Some of my speechwriting friends may recall my analysis of the intellectually and technically unsatisfactory speech by President Obama in Cairo.
Now we have the first major overseas speech given by President Trump, delivered in Saudi Arabia at the heart of the ‘Islamic World’. How did he do?
First and foremost, this speech is 3402 words long. The Obama speech in 2009 had a sprawling 6050 words – far too many.
The Obama speech started horribly:
I’m also proud to carry with me the goodwill of the American people, and a greeting of peace from Muslim communities in my country: Assalaamu alaykum (Applause.)
What? Why is the President of the United States carrying a greeting of peace from US Muslim communities?

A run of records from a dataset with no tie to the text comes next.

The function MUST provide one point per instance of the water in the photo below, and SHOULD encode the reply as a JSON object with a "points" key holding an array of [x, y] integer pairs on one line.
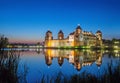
{"points": [[61, 65]]}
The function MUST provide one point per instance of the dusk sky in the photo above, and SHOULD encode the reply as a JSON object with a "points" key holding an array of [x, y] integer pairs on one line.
{"points": [[28, 20]]}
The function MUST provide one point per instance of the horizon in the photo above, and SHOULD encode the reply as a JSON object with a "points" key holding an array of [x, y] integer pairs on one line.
{"points": [[28, 21]]}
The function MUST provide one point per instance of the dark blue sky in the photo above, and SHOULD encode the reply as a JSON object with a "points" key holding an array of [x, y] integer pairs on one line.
{"points": [[28, 20]]}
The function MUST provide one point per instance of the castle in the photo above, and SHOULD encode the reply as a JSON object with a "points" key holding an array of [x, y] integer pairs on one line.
{"points": [[75, 39]]}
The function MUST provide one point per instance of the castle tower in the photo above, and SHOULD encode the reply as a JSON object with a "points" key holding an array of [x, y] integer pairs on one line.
{"points": [[99, 38], [48, 35], [60, 35], [78, 30], [99, 35]]}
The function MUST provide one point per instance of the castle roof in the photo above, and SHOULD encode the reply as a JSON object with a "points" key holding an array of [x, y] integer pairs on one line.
{"points": [[48, 31], [98, 31], [60, 32]]}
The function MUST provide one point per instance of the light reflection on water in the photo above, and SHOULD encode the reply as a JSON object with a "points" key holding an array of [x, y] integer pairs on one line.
{"points": [[48, 63], [61, 65]]}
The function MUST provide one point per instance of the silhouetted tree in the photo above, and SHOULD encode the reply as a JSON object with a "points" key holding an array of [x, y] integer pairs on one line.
{"points": [[3, 42]]}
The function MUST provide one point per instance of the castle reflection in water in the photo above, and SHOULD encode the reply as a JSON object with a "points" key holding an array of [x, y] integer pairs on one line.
{"points": [[75, 57]]}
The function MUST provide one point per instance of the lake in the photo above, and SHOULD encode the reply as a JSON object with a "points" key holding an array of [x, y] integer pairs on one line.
{"points": [[59, 66]]}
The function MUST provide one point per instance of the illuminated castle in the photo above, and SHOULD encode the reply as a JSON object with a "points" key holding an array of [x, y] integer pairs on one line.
{"points": [[76, 38]]}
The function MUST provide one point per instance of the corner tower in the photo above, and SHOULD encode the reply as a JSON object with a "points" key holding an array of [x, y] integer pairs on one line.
{"points": [[60, 35]]}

What about Christian or Buddhist or indeed atheist communities? What does this opening say to non-Muslims in the USA and in the Middle East alike?
President Trump begins with a different tone, after gushing words of thanks to his hosts:
I stand before you as a representative of the American People, to deliver a message of friendship and hope. That is why I chose to make my first foreign visit a trip to the heart of the Muslim world, to the nation that serves as custodian of the two holiest sites in the Islamic Faith…

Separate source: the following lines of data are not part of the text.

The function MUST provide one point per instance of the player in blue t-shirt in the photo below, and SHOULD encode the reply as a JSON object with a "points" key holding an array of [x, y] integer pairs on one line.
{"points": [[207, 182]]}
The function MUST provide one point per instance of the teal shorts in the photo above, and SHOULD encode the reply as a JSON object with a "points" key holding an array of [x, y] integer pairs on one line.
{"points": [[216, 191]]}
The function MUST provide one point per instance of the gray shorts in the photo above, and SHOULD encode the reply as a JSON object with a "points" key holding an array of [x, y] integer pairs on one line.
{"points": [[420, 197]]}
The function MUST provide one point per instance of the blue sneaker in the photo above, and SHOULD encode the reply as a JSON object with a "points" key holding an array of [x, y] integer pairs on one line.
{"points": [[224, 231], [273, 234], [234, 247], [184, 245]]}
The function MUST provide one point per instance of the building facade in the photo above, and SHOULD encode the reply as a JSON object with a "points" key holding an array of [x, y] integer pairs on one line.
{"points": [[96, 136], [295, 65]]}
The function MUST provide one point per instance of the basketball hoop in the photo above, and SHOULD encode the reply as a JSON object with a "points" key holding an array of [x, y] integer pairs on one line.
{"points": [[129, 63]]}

Our vision is one of peace, security, and prosperity—in this region, and in the world. Our goal is a coalition of nations who share the aim of stamping out extremism and providing our children a hopeful future that does honor to God.

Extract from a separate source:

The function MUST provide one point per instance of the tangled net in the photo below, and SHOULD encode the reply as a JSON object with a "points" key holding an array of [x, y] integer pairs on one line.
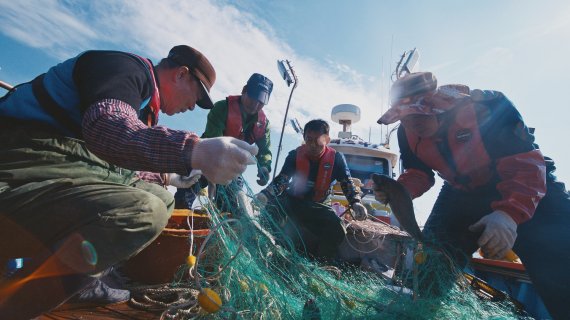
{"points": [[262, 274]]}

This gets right to the nub of the Trump approach: deals. Deals between states that agree to trade and work against terrorism.
Later today, we will make history again with the opening of a new Global Center for Combating Extremist Ideology – located right here, in this central part of the Islamic World. This groundbreaking new center represents a clear declaration that Muslim-majority countries must take the lead in combatting radicalization, and I want to express our gratitude to King Salman for this strong demonstration of leadership.
An important policy idea: ‘Muslim-majority’ countries have the lead role in tackling Muslim ‘radicalization’. President Trump points out the Arab, Muslim and Middle Eastern nations themselves have borne the worst consequences of terrorism:
We now face a humanitarian and security disaster in this region that is spreading across the planet. It is a tragedy of epic proportions. No description of the suffering and depravity can begin to capture its full measure.
The true toll of ISIS, Al Qaeda, Hezbollah, Hamas, and so many others, must be counted not only in the number of dead. It must also be counted in generations of vanished dreams.
Note that the President (to the dismay of some of his supporters) does not use the phrase ‘Islamist terrorism’ or specifically link terrorism to Islam. But he places the source of the problem squarely in the Middle East and lists leading Islamist organisations responsible for spreading violence. It is especially striking that in this speech he uses the words ‘terrorism/terrorist/terrorists’ a full 31 times. President Obama’s speech? Not once.
President Trump like President Obama waxes lyrical on wonders of the Arab world:
Egypt was a thriving center of learning and achievement thousands of years before other parts of the world. The wonders of Giza, Luxor and Alexandria are proud monuments to that ancient heritage … And the United Arab Emirates has reached incredible heights with glass and steel, and turned earth and water into spectacular works of art.
I never like this sort of thing: it somehow sounds condescending. Plus what exactly has gone wrong across the region to leave it underperforming on so many levels? Not easy to tackle this head-on when addressing the region’s own leaders, but still.
The potential of this region has never been greater. 65 percent of its population is under the age of 30. Like all young men and women, they seek great futures to build, great national projects to join, and a place for their families to call home.
But this untapped potential, this tremendous cause for optimism, is held at bay by bloodshed and terror. There can be no coexistence with this violence.
There can be no tolerating it, no accepting it, no excusing it, and no ignoring it.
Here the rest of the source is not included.